Die frühere Landesregierung hat gelogen! Das räumt alt Bundesrat Moritz Leuenberger (74) gegenüber der «NZZ am Sonntag» ein. So hatte sie jeweils bestritten, bei Geiselnahmen Lösegeld bezahlt zu haben. Doch: «Kommt eine Geisel frei, ist wohl meist bezahlt worden», erklärt Leuenberger nun im Interview.

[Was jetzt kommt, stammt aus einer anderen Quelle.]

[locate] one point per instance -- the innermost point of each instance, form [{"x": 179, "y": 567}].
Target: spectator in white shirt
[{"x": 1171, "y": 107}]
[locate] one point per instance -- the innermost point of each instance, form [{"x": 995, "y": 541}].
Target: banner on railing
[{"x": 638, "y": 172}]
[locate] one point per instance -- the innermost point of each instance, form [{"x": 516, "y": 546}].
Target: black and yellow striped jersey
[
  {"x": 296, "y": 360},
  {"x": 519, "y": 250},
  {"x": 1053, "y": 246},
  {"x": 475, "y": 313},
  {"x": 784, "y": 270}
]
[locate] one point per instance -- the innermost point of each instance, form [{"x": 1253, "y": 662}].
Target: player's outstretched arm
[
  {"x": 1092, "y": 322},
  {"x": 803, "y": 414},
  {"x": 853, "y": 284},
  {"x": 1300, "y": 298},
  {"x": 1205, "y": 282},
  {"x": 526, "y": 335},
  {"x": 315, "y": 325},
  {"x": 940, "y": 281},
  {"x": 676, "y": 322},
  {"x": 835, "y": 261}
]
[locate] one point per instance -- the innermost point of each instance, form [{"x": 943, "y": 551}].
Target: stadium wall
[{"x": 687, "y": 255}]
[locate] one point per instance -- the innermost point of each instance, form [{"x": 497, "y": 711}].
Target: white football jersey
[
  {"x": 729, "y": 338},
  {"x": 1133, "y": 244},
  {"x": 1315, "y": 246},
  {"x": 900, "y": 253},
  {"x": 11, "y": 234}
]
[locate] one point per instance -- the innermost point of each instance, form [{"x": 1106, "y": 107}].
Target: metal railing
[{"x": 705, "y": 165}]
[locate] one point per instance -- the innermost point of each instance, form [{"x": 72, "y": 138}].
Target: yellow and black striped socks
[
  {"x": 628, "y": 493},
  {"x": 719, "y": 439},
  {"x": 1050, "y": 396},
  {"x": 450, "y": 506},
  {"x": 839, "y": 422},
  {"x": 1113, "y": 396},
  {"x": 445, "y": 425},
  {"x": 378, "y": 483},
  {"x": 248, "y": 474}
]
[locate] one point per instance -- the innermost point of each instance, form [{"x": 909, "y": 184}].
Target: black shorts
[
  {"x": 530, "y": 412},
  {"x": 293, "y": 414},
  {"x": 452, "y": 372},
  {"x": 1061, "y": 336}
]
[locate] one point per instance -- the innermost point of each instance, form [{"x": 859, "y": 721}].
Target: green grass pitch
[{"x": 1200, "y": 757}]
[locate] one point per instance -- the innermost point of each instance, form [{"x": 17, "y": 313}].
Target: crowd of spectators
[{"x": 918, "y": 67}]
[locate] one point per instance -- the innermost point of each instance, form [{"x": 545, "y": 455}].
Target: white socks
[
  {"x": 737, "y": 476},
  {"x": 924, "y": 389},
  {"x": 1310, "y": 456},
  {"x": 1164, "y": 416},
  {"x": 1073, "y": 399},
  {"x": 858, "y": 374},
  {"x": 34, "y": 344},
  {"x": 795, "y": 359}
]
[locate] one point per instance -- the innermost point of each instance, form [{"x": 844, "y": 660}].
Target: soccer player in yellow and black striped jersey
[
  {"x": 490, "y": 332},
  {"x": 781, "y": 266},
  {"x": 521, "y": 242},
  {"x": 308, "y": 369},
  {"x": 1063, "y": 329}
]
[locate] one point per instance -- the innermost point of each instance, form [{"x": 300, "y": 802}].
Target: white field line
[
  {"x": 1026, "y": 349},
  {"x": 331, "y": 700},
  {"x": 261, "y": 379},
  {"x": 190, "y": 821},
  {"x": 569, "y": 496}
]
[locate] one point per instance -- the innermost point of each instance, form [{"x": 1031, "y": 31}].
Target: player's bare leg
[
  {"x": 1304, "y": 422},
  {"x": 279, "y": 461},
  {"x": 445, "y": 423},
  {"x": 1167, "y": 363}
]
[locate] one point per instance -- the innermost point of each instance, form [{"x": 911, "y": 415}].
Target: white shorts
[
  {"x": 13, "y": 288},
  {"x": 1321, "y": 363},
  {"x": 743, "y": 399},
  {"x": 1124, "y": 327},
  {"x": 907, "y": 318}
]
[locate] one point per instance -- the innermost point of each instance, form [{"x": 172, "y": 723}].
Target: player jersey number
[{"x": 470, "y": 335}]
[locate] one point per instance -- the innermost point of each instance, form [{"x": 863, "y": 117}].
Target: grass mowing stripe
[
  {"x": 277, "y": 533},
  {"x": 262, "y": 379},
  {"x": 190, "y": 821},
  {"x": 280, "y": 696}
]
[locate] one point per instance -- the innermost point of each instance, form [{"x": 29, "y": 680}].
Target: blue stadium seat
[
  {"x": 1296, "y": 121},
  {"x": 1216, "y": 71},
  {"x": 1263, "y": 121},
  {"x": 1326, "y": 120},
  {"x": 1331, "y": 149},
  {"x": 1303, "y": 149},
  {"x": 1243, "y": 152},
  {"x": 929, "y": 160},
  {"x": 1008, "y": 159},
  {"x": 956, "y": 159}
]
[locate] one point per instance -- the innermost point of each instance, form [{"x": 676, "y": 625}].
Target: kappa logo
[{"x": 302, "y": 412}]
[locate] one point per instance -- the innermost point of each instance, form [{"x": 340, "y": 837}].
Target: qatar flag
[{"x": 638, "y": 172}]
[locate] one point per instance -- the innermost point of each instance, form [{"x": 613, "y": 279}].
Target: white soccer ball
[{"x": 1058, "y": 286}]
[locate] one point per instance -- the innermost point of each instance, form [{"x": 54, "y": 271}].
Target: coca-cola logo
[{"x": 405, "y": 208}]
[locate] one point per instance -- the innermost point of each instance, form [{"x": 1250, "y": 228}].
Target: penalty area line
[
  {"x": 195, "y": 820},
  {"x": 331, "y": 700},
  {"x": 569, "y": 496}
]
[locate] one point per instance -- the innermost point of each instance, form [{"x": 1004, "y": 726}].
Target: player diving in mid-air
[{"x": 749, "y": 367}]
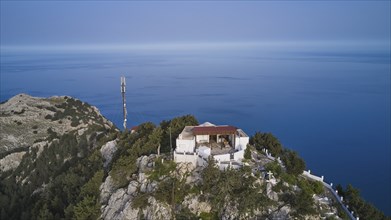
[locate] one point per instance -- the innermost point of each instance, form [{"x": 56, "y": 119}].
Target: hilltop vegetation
[{"x": 85, "y": 168}]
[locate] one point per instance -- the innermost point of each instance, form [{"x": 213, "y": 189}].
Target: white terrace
[{"x": 226, "y": 144}]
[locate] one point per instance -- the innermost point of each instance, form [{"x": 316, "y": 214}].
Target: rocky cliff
[{"x": 60, "y": 158}]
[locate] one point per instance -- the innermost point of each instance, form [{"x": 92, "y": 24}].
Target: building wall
[
  {"x": 185, "y": 145},
  {"x": 185, "y": 158},
  {"x": 238, "y": 156},
  {"x": 204, "y": 152},
  {"x": 241, "y": 143},
  {"x": 202, "y": 138},
  {"x": 222, "y": 157}
]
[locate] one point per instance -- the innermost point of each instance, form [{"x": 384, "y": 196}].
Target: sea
[{"x": 330, "y": 104}]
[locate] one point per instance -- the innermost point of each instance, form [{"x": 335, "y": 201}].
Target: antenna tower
[{"x": 123, "y": 89}]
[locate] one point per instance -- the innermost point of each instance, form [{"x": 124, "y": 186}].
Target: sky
[{"x": 102, "y": 23}]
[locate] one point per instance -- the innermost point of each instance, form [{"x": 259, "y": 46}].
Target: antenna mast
[{"x": 123, "y": 89}]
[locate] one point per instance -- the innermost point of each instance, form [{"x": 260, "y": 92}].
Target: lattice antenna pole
[{"x": 123, "y": 90}]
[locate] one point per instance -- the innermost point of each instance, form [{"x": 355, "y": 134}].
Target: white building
[{"x": 226, "y": 144}]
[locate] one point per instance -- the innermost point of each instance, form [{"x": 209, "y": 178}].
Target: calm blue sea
[{"x": 330, "y": 105}]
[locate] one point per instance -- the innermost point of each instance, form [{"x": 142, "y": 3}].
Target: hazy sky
[{"x": 155, "y": 22}]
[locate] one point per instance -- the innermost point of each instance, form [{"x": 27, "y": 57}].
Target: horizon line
[{"x": 202, "y": 45}]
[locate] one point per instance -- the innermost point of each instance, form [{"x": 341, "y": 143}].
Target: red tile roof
[{"x": 214, "y": 130}]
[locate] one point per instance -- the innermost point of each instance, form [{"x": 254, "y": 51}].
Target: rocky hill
[{"x": 61, "y": 159}]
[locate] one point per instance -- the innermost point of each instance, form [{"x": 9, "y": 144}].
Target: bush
[{"x": 268, "y": 141}]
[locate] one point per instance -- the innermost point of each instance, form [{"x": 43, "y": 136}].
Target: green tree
[
  {"x": 176, "y": 125},
  {"x": 268, "y": 141},
  {"x": 88, "y": 208}
]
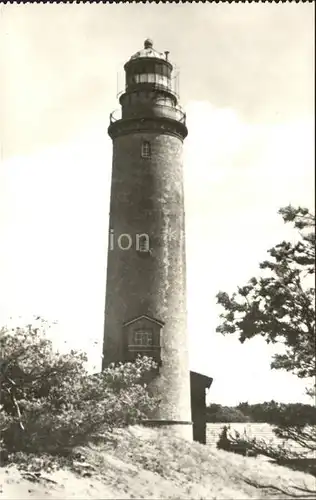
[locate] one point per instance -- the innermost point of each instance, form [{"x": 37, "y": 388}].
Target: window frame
[
  {"x": 146, "y": 150},
  {"x": 140, "y": 335}
]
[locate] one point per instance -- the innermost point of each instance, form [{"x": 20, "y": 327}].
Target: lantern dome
[{"x": 148, "y": 51}]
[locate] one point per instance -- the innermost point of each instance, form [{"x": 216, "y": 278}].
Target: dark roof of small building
[{"x": 200, "y": 378}]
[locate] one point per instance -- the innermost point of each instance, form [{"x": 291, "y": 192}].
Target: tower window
[
  {"x": 143, "y": 338},
  {"x": 146, "y": 150}
]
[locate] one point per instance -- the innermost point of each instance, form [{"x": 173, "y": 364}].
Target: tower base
[{"x": 176, "y": 428}]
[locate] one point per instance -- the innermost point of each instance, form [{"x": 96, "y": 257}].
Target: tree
[
  {"x": 50, "y": 403},
  {"x": 280, "y": 306}
]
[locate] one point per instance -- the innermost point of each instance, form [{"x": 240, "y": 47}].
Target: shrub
[{"x": 49, "y": 402}]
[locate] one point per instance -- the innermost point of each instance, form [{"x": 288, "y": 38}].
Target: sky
[{"x": 247, "y": 85}]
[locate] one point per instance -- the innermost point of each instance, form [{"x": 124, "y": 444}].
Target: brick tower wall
[{"x": 147, "y": 197}]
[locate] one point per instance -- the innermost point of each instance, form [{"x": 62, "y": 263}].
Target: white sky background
[{"x": 247, "y": 84}]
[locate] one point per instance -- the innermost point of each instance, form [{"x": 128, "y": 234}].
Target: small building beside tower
[{"x": 145, "y": 310}]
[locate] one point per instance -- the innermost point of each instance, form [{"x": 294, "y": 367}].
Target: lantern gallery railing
[{"x": 155, "y": 110}]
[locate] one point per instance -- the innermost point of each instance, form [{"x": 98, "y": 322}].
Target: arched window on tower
[{"x": 146, "y": 150}]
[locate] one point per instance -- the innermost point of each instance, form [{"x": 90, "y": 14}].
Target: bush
[{"x": 49, "y": 402}]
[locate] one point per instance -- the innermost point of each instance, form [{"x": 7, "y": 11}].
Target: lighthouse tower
[{"x": 145, "y": 310}]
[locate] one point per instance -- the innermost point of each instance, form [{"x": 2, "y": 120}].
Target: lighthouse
[{"x": 145, "y": 307}]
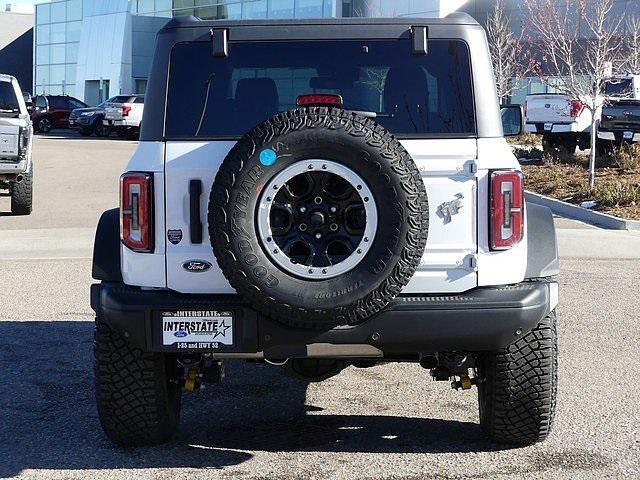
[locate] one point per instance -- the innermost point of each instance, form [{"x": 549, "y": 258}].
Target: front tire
[
  {"x": 22, "y": 195},
  {"x": 44, "y": 125},
  {"x": 518, "y": 386},
  {"x": 137, "y": 393}
]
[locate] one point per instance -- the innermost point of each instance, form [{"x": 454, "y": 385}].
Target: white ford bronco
[
  {"x": 324, "y": 194},
  {"x": 16, "y": 132}
]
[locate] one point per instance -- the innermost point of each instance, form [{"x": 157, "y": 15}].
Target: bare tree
[
  {"x": 632, "y": 61},
  {"x": 580, "y": 45},
  {"x": 506, "y": 51}
]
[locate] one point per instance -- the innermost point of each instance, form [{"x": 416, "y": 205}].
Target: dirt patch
[{"x": 617, "y": 190}]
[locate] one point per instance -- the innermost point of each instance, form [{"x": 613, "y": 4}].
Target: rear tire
[
  {"x": 22, "y": 195},
  {"x": 518, "y": 386},
  {"x": 44, "y": 125},
  {"x": 137, "y": 393}
]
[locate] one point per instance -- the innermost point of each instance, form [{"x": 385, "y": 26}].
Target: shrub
[
  {"x": 616, "y": 194},
  {"x": 627, "y": 156}
]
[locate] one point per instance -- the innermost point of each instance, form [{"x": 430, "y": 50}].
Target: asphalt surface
[{"x": 390, "y": 421}]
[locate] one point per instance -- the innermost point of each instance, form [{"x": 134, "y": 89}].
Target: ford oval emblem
[{"x": 196, "y": 266}]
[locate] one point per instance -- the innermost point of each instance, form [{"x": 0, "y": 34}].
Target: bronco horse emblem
[{"x": 447, "y": 209}]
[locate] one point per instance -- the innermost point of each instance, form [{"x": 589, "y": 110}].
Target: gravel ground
[{"x": 390, "y": 421}]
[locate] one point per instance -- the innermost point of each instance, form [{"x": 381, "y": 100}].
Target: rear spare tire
[{"x": 318, "y": 217}]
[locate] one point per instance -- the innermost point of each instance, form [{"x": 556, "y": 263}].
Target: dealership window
[
  {"x": 140, "y": 85},
  {"x": 58, "y": 12},
  {"x": 58, "y": 28}
]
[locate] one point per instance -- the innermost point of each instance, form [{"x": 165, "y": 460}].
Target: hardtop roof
[{"x": 457, "y": 18}]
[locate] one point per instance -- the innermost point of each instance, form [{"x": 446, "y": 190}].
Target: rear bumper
[
  {"x": 121, "y": 123},
  {"x": 13, "y": 168},
  {"x": 537, "y": 127},
  {"x": 619, "y": 135},
  {"x": 483, "y": 319}
]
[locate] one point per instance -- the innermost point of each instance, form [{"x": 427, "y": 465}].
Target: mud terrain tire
[
  {"x": 357, "y": 143},
  {"x": 137, "y": 393},
  {"x": 22, "y": 195},
  {"x": 517, "y": 392}
]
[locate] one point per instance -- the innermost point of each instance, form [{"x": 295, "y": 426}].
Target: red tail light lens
[
  {"x": 136, "y": 211},
  {"x": 576, "y": 108},
  {"x": 507, "y": 209},
  {"x": 319, "y": 101}
]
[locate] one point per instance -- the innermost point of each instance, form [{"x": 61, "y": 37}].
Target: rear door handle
[{"x": 195, "y": 224}]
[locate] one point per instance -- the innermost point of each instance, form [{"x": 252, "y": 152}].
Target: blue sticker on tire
[{"x": 268, "y": 157}]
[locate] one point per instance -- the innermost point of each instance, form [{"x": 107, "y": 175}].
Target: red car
[{"x": 52, "y": 111}]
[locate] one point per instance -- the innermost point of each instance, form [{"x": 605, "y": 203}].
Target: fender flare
[
  {"x": 106, "y": 248},
  {"x": 542, "y": 245}
]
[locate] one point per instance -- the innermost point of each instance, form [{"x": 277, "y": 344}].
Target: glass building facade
[
  {"x": 94, "y": 49},
  {"x": 57, "y": 38}
]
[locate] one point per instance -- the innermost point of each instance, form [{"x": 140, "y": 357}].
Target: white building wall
[{"x": 105, "y": 52}]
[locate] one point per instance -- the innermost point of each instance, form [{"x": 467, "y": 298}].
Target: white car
[
  {"x": 563, "y": 122},
  {"x": 16, "y": 133},
  {"x": 317, "y": 195},
  {"x": 123, "y": 115}
]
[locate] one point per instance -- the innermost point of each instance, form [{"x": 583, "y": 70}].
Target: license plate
[{"x": 197, "y": 329}]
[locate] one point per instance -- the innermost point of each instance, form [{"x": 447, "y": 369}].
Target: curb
[{"x": 584, "y": 215}]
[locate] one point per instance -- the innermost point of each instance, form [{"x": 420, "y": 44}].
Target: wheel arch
[{"x": 542, "y": 245}]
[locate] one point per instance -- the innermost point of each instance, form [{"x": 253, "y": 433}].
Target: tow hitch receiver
[{"x": 198, "y": 372}]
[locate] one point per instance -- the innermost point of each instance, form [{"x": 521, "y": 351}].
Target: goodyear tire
[
  {"x": 517, "y": 392},
  {"x": 318, "y": 217},
  {"x": 22, "y": 195},
  {"x": 137, "y": 393}
]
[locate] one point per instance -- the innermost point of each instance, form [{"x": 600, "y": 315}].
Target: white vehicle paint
[
  {"x": 556, "y": 113},
  {"x": 457, "y": 258},
  {"x": 125, "y": 113}
]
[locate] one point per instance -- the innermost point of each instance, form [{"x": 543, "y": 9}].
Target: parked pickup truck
[
  {"x": 620, "y": 122},
  {"x": 16, "y": 131},
  {"x": 562, "y": 121},
  {"x": 124, "y": 115}
]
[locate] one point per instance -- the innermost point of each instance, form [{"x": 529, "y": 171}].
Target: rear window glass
[
  {"x": 8, "y": 99},
  {"x": 411, "y": 95}
]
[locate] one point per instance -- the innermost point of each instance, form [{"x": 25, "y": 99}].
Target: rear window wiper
[{"x": 206, "y": 103}]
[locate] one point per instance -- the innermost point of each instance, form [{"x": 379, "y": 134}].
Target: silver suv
[{"x": 16, "y": 131}]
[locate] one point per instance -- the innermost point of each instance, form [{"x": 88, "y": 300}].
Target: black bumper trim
[{"x": 486, "y": 318}]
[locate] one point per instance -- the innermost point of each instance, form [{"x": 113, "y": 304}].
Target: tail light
[
  {"x": 23, "y": 142},
  {"x": 317, "y": 100},
  {"x": 576, "y": 108},
  {"x": 136, "y": 211},
  {"x": 507, "y": 209}
]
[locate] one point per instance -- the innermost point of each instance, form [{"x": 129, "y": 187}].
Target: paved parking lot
[{"x": 390, "y": 421}]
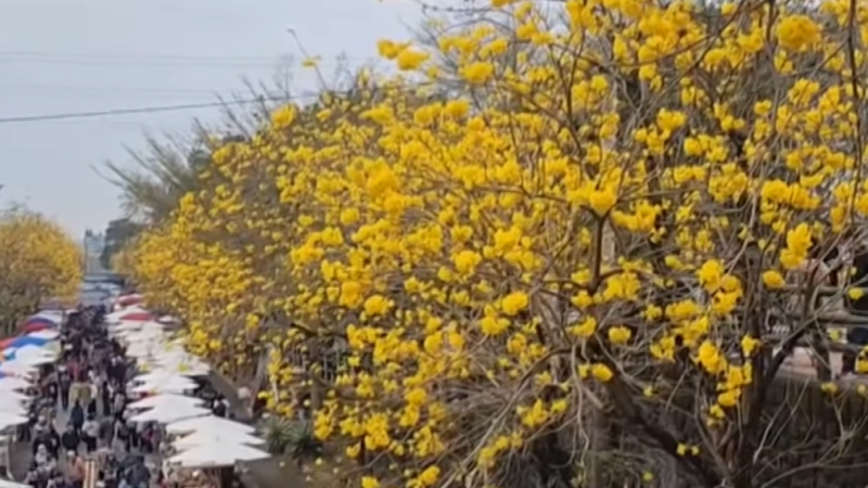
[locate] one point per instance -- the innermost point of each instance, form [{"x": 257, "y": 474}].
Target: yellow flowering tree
[
  {"x": 38, "y": 261},
  {"x": 587, "y": 218}
]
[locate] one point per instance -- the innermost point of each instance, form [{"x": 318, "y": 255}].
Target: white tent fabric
[
  {"x": 165, "y": 400},
  {"x": 204, "y": 438},
  {"x": 166, "y": 415},
  {"x": 55, "y": 316},
  {"x": 217, "y": 455},
  {"x": 12, "y": 383},
  {"x": 17, "y": 368},
  {"x": 156, "y": 376},
  {"x": 176, "y": 384},
  {"x": 12, "y": 395},
  {"x": 211, "y": 423},
  {"x": 9, "y": 419},
  {"x": 115, "y": 317},
  {"x": 47, "y": 334},
  {"x": 12, "y": 484}
]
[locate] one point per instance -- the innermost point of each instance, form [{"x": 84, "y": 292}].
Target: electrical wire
[
  {"x": 156, "y": 109},
  {"x": 140, "y": 110},
  {"x": 170, "y": 61}
]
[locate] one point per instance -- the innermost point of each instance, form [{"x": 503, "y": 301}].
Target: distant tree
[
  {"x": 163, "y": 173},
  {"x": 118, "y": 233}
]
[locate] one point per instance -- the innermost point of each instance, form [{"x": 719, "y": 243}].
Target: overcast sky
[{"x": 67, "y": 56}]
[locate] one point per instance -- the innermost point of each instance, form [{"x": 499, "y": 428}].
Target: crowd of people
[{"x": 79, "y": 416}]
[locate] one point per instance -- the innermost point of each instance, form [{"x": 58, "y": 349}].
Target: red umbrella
[{"x": 138, "y": 316}]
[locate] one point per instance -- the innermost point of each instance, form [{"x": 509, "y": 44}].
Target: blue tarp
[{"x": 28, "y": 341}]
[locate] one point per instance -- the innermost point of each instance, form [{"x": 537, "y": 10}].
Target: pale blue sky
[{"x": 59, "y": 56}]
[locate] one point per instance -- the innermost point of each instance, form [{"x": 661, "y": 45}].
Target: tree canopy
[
  {"x": 39, "y": 261},
  {"x": 564, "y": 214}
]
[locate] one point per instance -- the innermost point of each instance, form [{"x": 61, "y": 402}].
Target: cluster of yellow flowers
[
  {"x": 569, "y": 209},
  {"x": 39, "y": 261}
]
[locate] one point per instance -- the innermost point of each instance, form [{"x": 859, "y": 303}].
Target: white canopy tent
[
  {"x": 177, "y": 384},
  {"x": 11, "y": 419},
  {"x": 47, "y": 334},
  {"x": 12, "y": 484},
  {"x": 115, "y": 317},
  {"x": 217, "y": 425},
  {"x": 217, "y": 455},
  {"x": 13, "y": 383},
  {"x": 165, "y": 400},
  {"x": 18, "y": 368},
  {"x": 12, "y": 395},
  {"x": 166, "y": 415},
  {"x": 204, "y": 438}
]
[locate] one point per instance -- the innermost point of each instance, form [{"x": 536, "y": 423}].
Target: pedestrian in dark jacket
[
  {"x": 70, "y": 440},
  {"x": 76, "y": 416}
]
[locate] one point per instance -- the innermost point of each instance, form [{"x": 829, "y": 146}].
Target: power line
[
  {"x": 29, "y": 57},
  {"x": 159, "y": 108},
  {"x": 126, "y": 56},
  {"x": 138, "y": 110}
]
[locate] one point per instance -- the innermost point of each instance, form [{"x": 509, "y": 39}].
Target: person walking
[
  {"x": 76, "y": 469},
  {"x": 76, "y": 417},
  {"x": 64, "y": 384},
  {"x": 70, "y": 440},
  {"x": 90, "y": 431}
]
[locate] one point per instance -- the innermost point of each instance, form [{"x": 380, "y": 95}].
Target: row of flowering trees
[
  {"x": 559, "y": 243},
  {"x": 39, "y": 261}
]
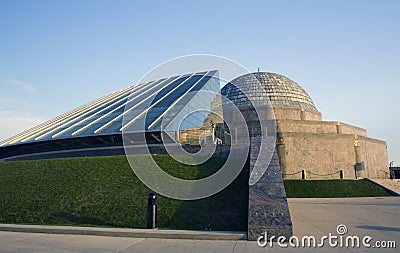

«Aber das steht nicht ‹Lösegeld› auf dem Einzahlungsschein, sondern da werden irgendwo Spesen abgebucht», sagt der Jurist und SP-Politiker. Er war von 1995 bis 2010 Mitglied der Schweizer Regierung, zweimal Bundespräsident und stand dem Departement für Umwelt, Verkehr, Energie und Kommunikation vor.
«Die Lüge ist ein soziales Schmierfett»
Auf die Frage, wann er nicht die Wahrheit gesagt habe, antwortete Leuenberger: «Wir haben stets verneint, für die Befreiung von Geiseln Lösegelder bezahlt zu haben.» Dies sei aus gutem Grund geschehen, weil die Schweiz damit Nachahmer und weitere Geiselnahmen habe verhindern wollen.
«Erklärt man dieses Verhalten der Öffentlichkeit, wird dies als legitime Lüge akzeptiert», so Leuenberger. Lügen hätten einen Platz in der Gesellschaft. «Die Lüge ist ein soziales Schmierfett, oder sie kann berechtigte Interessen von Dritten schützen. Stets auf die Wahrheit zu pochen, kann manchmal grösseren Schaden anrichten, als zu lügen», führte er weiter aus.
Es gab immer wieder Gerüchte
Offiziell hiess es bislang beim Eidgenössischen Departement für auswärtige Angelegenheiten (EDA), dass die Schweiz kein Lösegeld zahle, um Geiseln freizubekommen.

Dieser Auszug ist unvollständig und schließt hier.